Big Data, Big Rubbish?
“Answers and Tips to prevent your Big Data Deployments from becoming Big Rubbish”
Big Data has been trending in social media for years now. The concept is not a new one and it includes a set of different technologies that provide different applications for different industries. Leveraging from diverse Big Data sets that are available internally or externally, Big Data is characterized by the variety, the volume and the velocity that is produced and therefore, cannot be processed or analysed by more conventional methods such as Databases.
However, there is still a lot of confusion around the mix of technologies that are required, with productised solution platforms currently available in the market, still at their very early stage and with a total cost of ownership in order to gather, store, maintain and analyse Big Data still very high.

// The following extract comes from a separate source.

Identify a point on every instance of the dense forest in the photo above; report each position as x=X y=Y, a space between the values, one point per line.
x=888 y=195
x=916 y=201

So, let’s agree on one thing; Big Data still remains a hype and a buzzword rather than a feasible solution option, especially for organisations that are not large enough to invest big on Big Data.
On the other side, and by all means, Big Data investments will certainly be proven to be beneficial in the near future, especially when combined with analytics capabilities and a clear vision for the future. This article provides answers to key questions and tips for creating a clear strategy to deliver Big Insights and prevent Big Data investment from becoming Big Rubbish.
What should a Big Data solution be?
As for most problems in today’s complicated world, there is not a single solution that fits all problems. You will need to identify the optimal mix of technologies and create a scalable, flexible environment that will serve your needs and plans for your future and align your business objectives and strategic priorities.
But, as Big Data will continue to grow and become even Bigger, Advanced Analytics always needs to be the core component in any Big Data solution in order to effectively operationalise and optimise data related processes and derive actionable insights and business value.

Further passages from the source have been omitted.